“Very well done, Minnie,” said he, as they paused at the door, and watched her graceful frolicks with Ernest. “You are really growing quite recommendable.”

“Now, brother Kenneth, if you do tell that!” cried she, blushing, “I never will speak to you again!”

“I shall not tell, then,” was the reply; “but in return for my discretion, you must go and ask Kate if she sewed the tassel on my smoking-cap as she promised.”

“To be sure I did,” said a pleasant voice, and Kate, tripping out of the parlor with the cap in hand, looked prettier than ever.

“Ah, thank you, dear Kate! now do keep Paul in a good humor while I go off to smoke my cigar. It would be ill-mannered to leave him alone.”

Kate smiled, and the walk on the piazza was changed for one down the avenue. It must have been a pleasant one, for the bell rang for tea, and they were still there watching the pale moon rise, and wondering within themselves how often they would enjoy the same exercise with the same pleasure.

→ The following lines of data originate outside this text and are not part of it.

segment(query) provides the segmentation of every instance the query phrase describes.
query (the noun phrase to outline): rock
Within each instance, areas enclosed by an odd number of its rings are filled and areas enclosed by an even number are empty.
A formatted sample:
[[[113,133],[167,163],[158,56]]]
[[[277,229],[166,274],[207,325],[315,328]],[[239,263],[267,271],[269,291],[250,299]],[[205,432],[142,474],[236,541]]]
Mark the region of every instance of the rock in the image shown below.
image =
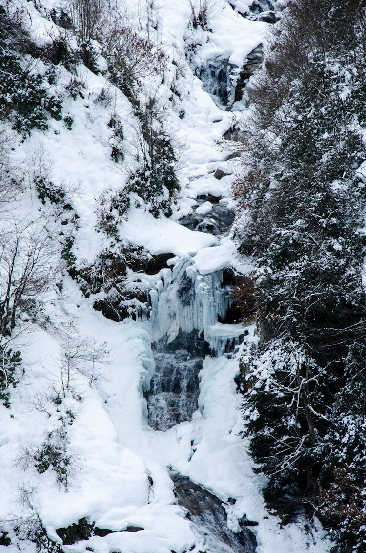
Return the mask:
[[[211,204],[218,204],[220,200],[221,200],[221,196],[213,196],[212,194],[206,194],[206,197],[207,198],[208,202],[210,202]]]
[[[95,523],[88,523],[86,518],[79,519],[77,524],[74,523],[65,528],[57,528],[56,533],[62,540],[63,545],[73,545],[77,541],[88,540],[93,536],[104,538],[109,534],[114,534],[115,530],[108,528],[98,528]]]
[[[214,197],[210,196],[209,200],[208,197],[208,200],[213,204]],[[208,213],[196,212],[195,215],[183,217],[179,220],[179,223],[192,231],[201,231],[215,236],[224,236],[229,233],[235,218],[234,211],[225,205],[216,204]]]
[[[4,545],[6,547],[8,547],[12,543],[12,540],[8,538],[8,532],[3,532],[1,538],[0,538],[0,545]]]
[[[216,98],[219,105],[227,106],[230,87],[229,72],[229,58],[218,56],[198,67],[195,74],[202,81],[203,90]]]
[[[249,525],[240,523],[240,531],[234,533],[227,527],[226,512],[218,497],[185,476],[174,473],[171,478],[178,504],[187,509],[192,523],[204,529],[210,550],[221,550],[225,544],[233,553],[254,553],[257,540],[247,528]],[[246,517],[242,520],[247,520]]]
[[[214,176],[215,179],[218,179],[219,180],[221,180],[222,177],[229,176],[230,173],[224,173],[222,169],[219,169],[219,168],[216,170],[214,173]]]
[[[273,12],[271,10],[269,12],[263,12],[262,13],[260,13],[257,19],[258,21],[262,21],[264,23],[274,25],[279,20],[280,18],[275,12]]]

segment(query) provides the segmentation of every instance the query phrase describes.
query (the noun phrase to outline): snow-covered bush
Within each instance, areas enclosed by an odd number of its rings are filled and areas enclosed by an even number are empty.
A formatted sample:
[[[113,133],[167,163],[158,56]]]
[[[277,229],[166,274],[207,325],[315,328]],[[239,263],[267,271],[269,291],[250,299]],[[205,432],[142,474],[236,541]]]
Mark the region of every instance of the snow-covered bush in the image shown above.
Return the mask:
[[[160,45],[141,37],[128,22],[119,18],[109,30],[103,53],[111,81],[130,97],[135,95],[133,88],[137,81],[162,74],[166,66]]]
[[[108,236],[118,238],[118,225],[127,218],[131,200],[130,190],[120,189],[105,190],[98,200],[97,223],[98,228]]]
[[[122,161],[124,157],[123,153],[123,125],[120,118],[116,115],[113,115],[108,123],[108,127],[113,131],[113,136],[109,139],[109,144],[112,149],[110,154],[112,159],[116,162]]]
[[[71,472],[79,466],[77,456],[70,451],[69,445],[67,432],[62,424],[48,432],[39,447],[24,449],[18,464],[24,470],[33,466],[40,474],[49,469],[53,471],[59,485],[67,490]]]
[[[144,138],[147,144],[141,168],[130,176],[129,187],[144,200],[155,217],[172,213],[171,205],[179,190],[176,174],[177,159],[168,137],[152,130]]]
[[[0,346],[0,400],[10,408],[10,388],[19,384],[22,367],[20,351]]]
[[[20,49],[28,39],[20,14],[10,15],[0,6],[0,117],[10,118],[14,128],[24,135],[34,127],[47,129],[47,119],[61,119],[62,108],[61,98],[47,92],[45,77],[20,64]]]

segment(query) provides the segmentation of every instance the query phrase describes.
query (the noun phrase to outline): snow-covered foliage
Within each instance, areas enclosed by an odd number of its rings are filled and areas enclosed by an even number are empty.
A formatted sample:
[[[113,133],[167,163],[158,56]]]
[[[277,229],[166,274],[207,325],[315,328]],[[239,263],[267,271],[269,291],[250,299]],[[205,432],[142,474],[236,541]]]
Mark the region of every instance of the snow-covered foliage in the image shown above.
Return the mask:
[[[220,56],[240,74],[277,7],[254,3],[0,0],[0,550],[226,553],[172,471],[216,494],[230,530],[258,523],[257,553],[329,545],[317,521],[269,514],[241,435],[238,363],[221,354],[256,337],[225,321],[225,270],[250,260],[230,229],[179,222],[232,205],[222,138],[241,113],[197,75]],[[152,342],[191,331],[198,408],[155,431]]]
[[[364,431],[349,395],[364,364],[365,14],[352,1],[312,9],[309,19],[307,3],[289,4],[252,85],[236,229],[256,260],[242,297],[261,340],[242,360],[244,409],[266,498],[287,516],[300,505],[317,513],[336,550],[356,551],[365,539],[364,499],[354,498],[365,473],[352,461]]]

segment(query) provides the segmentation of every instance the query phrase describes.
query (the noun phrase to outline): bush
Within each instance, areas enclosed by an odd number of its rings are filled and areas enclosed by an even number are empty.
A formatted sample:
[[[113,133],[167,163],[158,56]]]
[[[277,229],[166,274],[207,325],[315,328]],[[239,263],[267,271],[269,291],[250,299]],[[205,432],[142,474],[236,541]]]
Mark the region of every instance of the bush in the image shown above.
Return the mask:
[[[108,236],[118,238],[118,225],[126,218],[131,200],[129,189],[105,190],[98,200],[97,224]]]
[[[7,409],[10,407],[9,388],[16,388],[19,384],[21,367],[20,352],[0,346],[0,400]]]
[[[112,152],[110,154],[112,159],[116,162],[123,161],[123,126],[122,122],[117,116],[114,115],[109,120],[108,127],[113,129],[113,136],[109,139],[109,144],[112,146]]]
[[[56,474],[56,479],[67,489],[70,469],[74,456],[67,451],[69,443],[63,428],[52,430],[40,447],[30,452],[34,466],[40,474],[49,468]]]
[[[164,134],[152,138],[151,144],[150,159],[146,159],[144,166],[130,175],[129,186],[144,200],[155,217],[162,211],[169,217],[174,196],[179,190],[175,173],[177,158],[170,140]]]
[[[129,97],[133,96],[137,81],[162,74],[166,66],[165,54],[159,45],[141,38],[128,25],[116,20],[109,30],[103,54],[108,64],[110,80]]]
[[[34,127],[46,130],[50,116],[61,119],[62,101],[47,94],[40,75],[31,75],[21,66],[15,49],[20,46],[12,41],[11,33],[9,38],[14,25],[19,27],[19,20],[0,6],[0,116],[10,117],[14,129],[26,135]]]

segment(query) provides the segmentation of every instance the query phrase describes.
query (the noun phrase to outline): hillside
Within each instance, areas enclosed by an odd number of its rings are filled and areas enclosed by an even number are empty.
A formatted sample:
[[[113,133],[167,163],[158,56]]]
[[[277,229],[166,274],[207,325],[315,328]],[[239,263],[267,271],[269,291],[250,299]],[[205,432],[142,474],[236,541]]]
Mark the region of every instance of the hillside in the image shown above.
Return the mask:
[[[0,551],[324,553],[263,499],[232,294],[283,3],[111,3],[0,1]]]

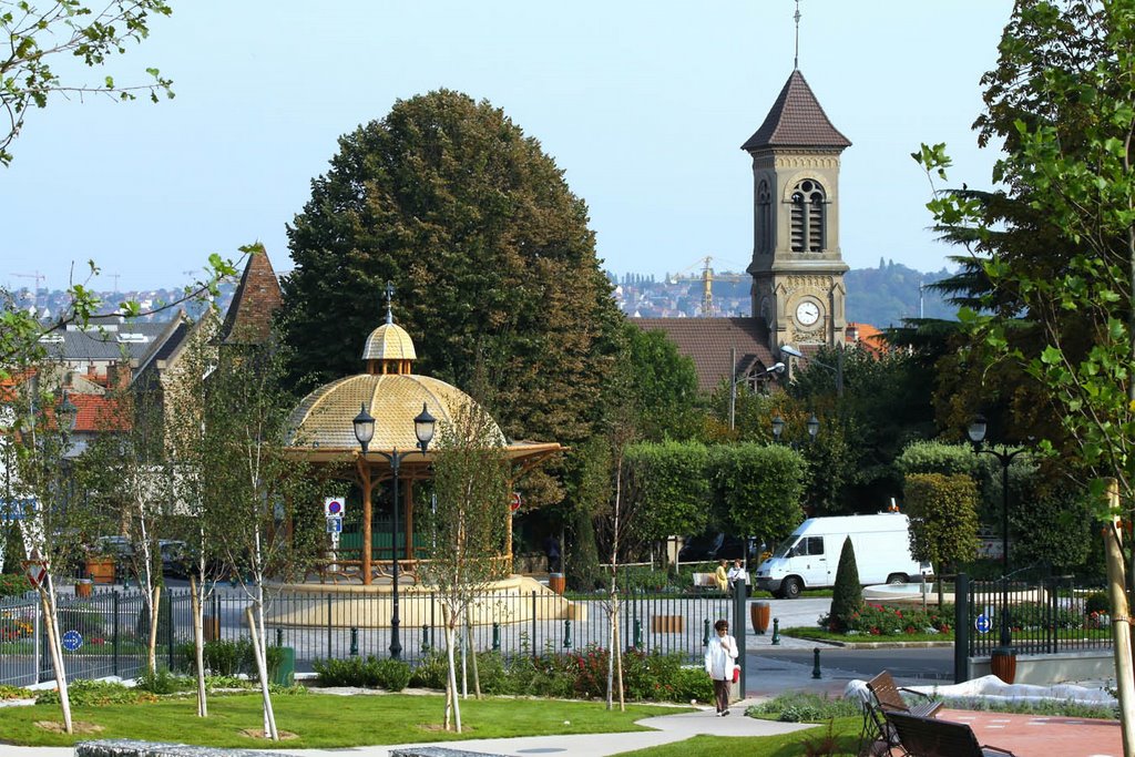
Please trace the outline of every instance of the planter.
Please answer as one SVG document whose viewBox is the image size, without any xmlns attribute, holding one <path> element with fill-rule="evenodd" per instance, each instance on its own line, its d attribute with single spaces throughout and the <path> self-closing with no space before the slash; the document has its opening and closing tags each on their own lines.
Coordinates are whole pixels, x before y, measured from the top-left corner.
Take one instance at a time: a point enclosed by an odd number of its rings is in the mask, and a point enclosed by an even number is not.
<svg viewBox="0 0 1135 757">
<path fill-rule="evenodd" d="M 87 557 L 86 577 L 95 583 L 115 582 L 114 557 Z"/>
<path fill-rule="evenodd" d="M 990 655 L 990 672 L 1006 683 L 1012 683 L 1017 678 L 1017 651 L 999 648 Z"/>
<path fill-rule="evenodd" d="M 749 617 L 753 620 L 753 632 L 757 636 L 764 636 L 765 631 L 768 630 L 768 616 L 772 614 L 772 607 L 770 607 L 767 602 L 755 602 L 749 605 Z"/>
</svg>

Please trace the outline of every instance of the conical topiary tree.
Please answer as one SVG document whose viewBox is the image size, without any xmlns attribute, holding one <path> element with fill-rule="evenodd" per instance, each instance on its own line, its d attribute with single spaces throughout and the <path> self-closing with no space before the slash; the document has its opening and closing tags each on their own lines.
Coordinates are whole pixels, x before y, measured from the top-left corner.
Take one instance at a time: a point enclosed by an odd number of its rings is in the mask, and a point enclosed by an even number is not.
<svg viewBox="0 0 1135 757">
<path fill-rule="evenodd" d="M 855 563 L 855 547 L 851 546 L 851 537 L 847 537 L 843 539 L 843 549 L 840 550 L 840 565 L 835 569 L 829 628 L 832 631 L 846 631 L 851 616 L 860 609 L 863 609 L 863 586 L 859 583 L 859 569 Z"/>
</svg>

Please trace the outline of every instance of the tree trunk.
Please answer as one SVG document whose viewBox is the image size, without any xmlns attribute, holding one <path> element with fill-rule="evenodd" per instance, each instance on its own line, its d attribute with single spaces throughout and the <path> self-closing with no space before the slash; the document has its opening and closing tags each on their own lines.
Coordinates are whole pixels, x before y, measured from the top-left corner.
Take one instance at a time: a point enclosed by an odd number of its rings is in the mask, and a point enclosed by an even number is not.
<svg viewBox="0 0 1135 757">
<path fill-rule="evenodd" d="M 449 658 L 449 690 L 453 692 L 449 697 L 453 707 L 453 725 L 454 731 L 461 733 L 461 700 L 457 698 L 457 663 L 454 658 L 453 647 L 456 642 L 457 629 L 453 622 L 453 615 L 451 612 L 445 613 L 445 654 Z M 449 712 L 445 714 L 445 730 L 449 730 Z"/>
<path fill-rule="evenodd" d="M 264 701 L 264 733 L 272 740 L 279 741 L 279 733 L 276 732 L 276 714 L 272 712 L 272 698 L 268 690 L 268 664 L 264 657 L 264 647 L 260 642 L 260 634 L 257 630 L 257 616 L 252 607 L 245 608 L 249 617 L 249 631 L 252 637 L 252 651 L 257 658 L 257 673 L 260 675 L 260 693 Z"/>
<path fill-rule="evenodd" d="M 149 604 L 146 609 L 150 611 L 150 638 L 146 647 L 146 664 L 150 666 L 150 673 L 155 674 L 158 672 L 158 613 L 161 611 L 160 586 L 154 586 L 150 590 Z"/>
<path fill-rule="evenodd" d="M 197 590 L 201 590 L 201 595 Z M 205 700 L 205 634 L 204 634 L 204 584 L 197 586 L 196 579 L 190 574 L 190 598 L 193 602 L 193 654 L 197 661 L 197 717 L 209 717 L 209 704 Z"/>
<path fill-rule="evenodd" d="M 1119 485 L 1108 482 L 1108 498 L 1112 507 L 1119 504 Z M 1124 737 L 1124 757 L 1135 755 L 1135 678 L 1132 670 L 1130 606 L 1127 602 L 1127 578 L 1124 567 L 1123 538 L 1119 522 L 1113 521 L 1104 531 L 1108 561 L 1108 599 L 1111 606 L 1111 639 L 1116 657 L 1116 689 L 1119 695 L 1119 724 Z"/>
<path fill-rule="evenodd" d="M 51 666 L 56 670 L 56 685 L 59 688 L 59 706 L 64 710 L 64 730 L 74 733 L 70 716 L 70 695 L 67 691 L 67 671 L 64 668 L 64 653 L 59 646 L 59 634 L 56 632 L 56 603 L 51 595 L 54 586 L 51 574 L 48 574 L 47 589 L 40 589 L 40 602 L 43 605 L 43 630 L 48 634 L 48 648 L 51 650 Z"/>
<path fill-rule="evenodd" d="M 469 659 L 473 663 L 473 696 L 481 698 L 481 674 L 477 670 L 477 647 L 473 645 L 473 623 L 470 620 L 468 609 L 465 612 L 465 641 L 469 645 Z"/>
</svg>

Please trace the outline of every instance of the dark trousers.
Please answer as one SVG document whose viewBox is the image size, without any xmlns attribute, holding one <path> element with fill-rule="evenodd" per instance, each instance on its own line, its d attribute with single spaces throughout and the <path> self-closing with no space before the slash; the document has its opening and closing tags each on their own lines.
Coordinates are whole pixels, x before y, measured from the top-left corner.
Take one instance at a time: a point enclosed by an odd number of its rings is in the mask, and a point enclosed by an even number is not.
<svg viewBox="0 0 1135 757">
<path fill-rule="evenodd" d="M 729 709 L 729 685 L 732 683 L 731 680 L 718 681 L 713 680 L 713 696 L 716 700 L 714 704 L 717 706 L 717 712 Z"/>
</svg>

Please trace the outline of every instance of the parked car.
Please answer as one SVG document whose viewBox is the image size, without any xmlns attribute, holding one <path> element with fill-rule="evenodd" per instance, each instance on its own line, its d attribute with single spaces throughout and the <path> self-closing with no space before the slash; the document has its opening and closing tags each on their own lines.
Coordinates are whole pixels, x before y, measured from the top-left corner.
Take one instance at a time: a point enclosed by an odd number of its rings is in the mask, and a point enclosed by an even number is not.
<svg viewBox="0 0 1135 757">
<path fill-rule="evenodd" d="M 742 539 L 721 532 L 687 537 L 686 544 L 678 552 L 678 561 L 699 563 L 713 560 L 746 560 L 746 546 L 748 546 L 748 563 L 755 564 L 759 557 L 756 539 Z"/>
<path fill-rule="evenodd" d="M 184 578 L 190 572 L 190 552 L 184 541 L 161 539 L 158 541 L 161 553 L 161 572 L 163 575 Z"/>
</svg>

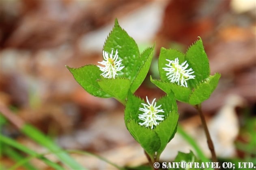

They did not wonder long. Every evening there was a challenge from Paul Linden to some one, for a walk, and somehow or other they were all tired but Kate, and all too busy but Kate. It was not very long, then, before the silent leaves were witnesses to a plighting of faith between those two, and heard (if leaves can hear,) what Paul Linden thought, the softest music on earth—the low tones that told him the loss of sweet Kate de la Croix’s heart of hearts.

The leaves saw a strange ring glitter on her fair hand, and they were discreet—but not so the sisters. Minnie spied the little symbol of their united faith, and poor Kate told her secret amid tears and sobs. Even she was unhappy that night, as she remembered the burst of grief that followed its disclosure, and another bird went from the nest almost as soon as the wedding was over.

Mr. de la Croix smoked an unusual number of cigars the evening his daughter left, and the sisters tried to be cheerful; but there was not one that went to bed that night without going into Kate’s empty room to weep afresh. Lisa had to threaten to turn it into a rag-chamber before they could accustom themselves to pass it without entering and mourning its occupant as one never to return.

“Don’t be forever crying over Kate,” she would say; “she is coming back, and you had better wait till then and be happy.”